Толстой с грустью и болью следил за страданиями
Ноябрь в России и всегда-то время тоскливое, промозглое, тревожное. Ноябрь 1906 года выдался особенно мрачным: дул сильный ветер, низко нависали облака, целыми днями шел дождь со снегом (не яснополянская, а типично петербургская погода из «Двойника» и «Записок из подполья» Достоевского). Мария Львовна, возвращаясь из деревни, жестоко простудилась. Болезнь развивалась стремительно, она буквально в несколько дней сгорела. Страха смерти Мария Львовна не испытывала, во всяком случае, скрывала его от родных. Перед смертью сказала отцу: «Я счастлива, что умру раньше тебя, так как, как бы то ни было, а твою смерть я бы не пережила». Последние часы Толстой был рядом, боясь что-либо упустить в эти, как он веровал, самые важные мгновения человеческой жизни; записал в дневнике: «Она сидит обложенная подушками. Я держу ее худую милую руку и чувствую, как уходит жизнь, как она уходит. Эти четверть часа — одно из самых важных, значительных времен моей жизни». И еще с некоторым мистическим и очень толстовским видением смерти: «Смотрел я всё время на нее, как она умирает: удивительно спокойно. Для меня — она была раскрывающее перед моим раскрыванием существо».

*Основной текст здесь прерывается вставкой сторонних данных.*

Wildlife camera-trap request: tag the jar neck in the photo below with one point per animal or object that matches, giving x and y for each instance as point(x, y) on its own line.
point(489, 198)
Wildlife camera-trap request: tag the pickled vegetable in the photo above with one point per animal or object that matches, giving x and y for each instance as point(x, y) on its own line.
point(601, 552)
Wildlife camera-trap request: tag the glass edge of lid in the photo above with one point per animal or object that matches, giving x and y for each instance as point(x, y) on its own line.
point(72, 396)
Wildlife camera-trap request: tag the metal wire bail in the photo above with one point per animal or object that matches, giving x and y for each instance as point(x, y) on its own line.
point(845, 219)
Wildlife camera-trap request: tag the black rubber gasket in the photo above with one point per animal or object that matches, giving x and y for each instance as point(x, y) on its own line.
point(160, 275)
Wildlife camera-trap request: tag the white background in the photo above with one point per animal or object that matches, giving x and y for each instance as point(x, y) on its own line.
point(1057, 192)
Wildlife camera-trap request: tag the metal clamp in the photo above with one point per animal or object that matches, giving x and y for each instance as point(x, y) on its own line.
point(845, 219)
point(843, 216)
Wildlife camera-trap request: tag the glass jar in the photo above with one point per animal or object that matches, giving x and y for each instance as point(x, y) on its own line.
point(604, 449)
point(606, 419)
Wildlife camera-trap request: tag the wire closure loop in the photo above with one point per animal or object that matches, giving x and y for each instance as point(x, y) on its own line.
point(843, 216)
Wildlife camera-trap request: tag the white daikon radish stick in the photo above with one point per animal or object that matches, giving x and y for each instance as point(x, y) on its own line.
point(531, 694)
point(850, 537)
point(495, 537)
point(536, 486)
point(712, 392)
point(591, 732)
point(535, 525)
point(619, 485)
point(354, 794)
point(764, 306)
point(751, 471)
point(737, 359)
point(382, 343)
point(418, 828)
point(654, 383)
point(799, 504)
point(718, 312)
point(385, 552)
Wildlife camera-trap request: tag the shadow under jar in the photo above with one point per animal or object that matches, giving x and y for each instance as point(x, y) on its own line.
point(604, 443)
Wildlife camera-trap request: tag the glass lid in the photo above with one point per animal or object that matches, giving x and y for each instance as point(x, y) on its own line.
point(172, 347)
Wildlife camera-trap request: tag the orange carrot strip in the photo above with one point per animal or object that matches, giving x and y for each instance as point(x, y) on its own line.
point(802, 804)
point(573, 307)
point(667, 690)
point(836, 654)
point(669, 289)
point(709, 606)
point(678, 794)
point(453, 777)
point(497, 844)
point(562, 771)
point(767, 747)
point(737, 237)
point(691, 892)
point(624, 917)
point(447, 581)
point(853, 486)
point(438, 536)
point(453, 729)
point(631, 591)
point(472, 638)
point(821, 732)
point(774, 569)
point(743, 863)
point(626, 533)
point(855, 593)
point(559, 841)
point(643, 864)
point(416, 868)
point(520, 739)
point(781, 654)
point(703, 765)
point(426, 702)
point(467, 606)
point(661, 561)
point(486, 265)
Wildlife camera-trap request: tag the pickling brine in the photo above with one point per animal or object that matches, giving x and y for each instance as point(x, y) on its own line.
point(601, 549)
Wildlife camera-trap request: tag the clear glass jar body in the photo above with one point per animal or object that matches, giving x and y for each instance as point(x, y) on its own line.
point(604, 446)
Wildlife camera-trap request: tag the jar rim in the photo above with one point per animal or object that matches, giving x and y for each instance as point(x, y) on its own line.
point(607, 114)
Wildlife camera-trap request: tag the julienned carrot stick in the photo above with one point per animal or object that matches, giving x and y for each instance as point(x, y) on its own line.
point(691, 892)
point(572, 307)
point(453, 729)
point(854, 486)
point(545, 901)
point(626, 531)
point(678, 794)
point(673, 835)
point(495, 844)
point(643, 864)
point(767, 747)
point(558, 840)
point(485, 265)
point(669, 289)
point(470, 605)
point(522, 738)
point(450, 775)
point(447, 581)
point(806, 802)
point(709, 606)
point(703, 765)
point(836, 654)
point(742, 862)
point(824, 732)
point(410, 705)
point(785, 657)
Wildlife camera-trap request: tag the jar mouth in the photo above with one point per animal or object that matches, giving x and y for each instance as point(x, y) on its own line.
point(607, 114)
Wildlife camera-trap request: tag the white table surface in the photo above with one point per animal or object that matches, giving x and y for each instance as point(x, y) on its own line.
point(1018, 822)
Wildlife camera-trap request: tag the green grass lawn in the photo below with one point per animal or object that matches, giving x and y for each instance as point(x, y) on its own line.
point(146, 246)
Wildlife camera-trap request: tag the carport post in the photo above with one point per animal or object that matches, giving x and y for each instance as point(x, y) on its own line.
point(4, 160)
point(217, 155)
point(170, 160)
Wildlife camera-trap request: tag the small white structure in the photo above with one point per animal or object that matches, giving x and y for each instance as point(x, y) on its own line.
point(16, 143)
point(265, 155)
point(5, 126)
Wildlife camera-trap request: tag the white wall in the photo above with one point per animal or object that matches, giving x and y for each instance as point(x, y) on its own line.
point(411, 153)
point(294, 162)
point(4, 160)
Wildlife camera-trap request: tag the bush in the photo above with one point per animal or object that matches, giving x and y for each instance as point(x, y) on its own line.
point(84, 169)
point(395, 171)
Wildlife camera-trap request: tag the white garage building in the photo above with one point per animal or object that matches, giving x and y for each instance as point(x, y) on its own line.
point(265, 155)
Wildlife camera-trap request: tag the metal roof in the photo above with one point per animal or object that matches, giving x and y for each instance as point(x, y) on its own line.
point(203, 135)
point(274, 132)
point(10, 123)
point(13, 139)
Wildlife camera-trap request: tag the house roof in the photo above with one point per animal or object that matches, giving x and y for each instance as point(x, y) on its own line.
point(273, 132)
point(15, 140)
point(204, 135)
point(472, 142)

Похоронили Марию Львовну на кладбище, где покоились другие Толстые. Гроб несли долго, через всю деревню. Выбегали из домов люди — все любили сердобольную дочь Толстого. А он простился с Машей раньше, у каменных столбов, один пошел домой по прешпекту. Илья Львович посмотрел ему вслед: отец шел по тающему мокрому снегу частой старческой походкой, резко выворачивая носки ног. Не обернулся он ни разу. Толстой простился с самым дорогим и близким существом. Он с большим трудом сдерживал рыдания. Но надо было держаться, уже без Маши. Часто повторял с грустью последние годы: «Если бы Маша была жива…», «Если бы не умерла Маша…»
С сыновьями у Толстого таких близких, сердечных отношений не было. Он держался с ними нередко настороженно и подозрительно. Михаил Сергеевич Сухотин записал состоявшийся в феврале 1907 года разговор с Толстым по секрету и в запертом кабинете: «Спросил, не завидуют ли мне мои дети? Затем стал говорить, что, кроме сына Миши, все его сыновья имеют к нему дурное чувство зависти. Я ему доказывал, что если такое чувство у кого и есть, так только у Левы, который имеет основание испытывать jalousie de m'etier, прочие же, напротив того, должны иметь поползновение хвастать своим знаменитым отцом и украшать свое ничтожество его именем. Но Л. Н. стоял на своем».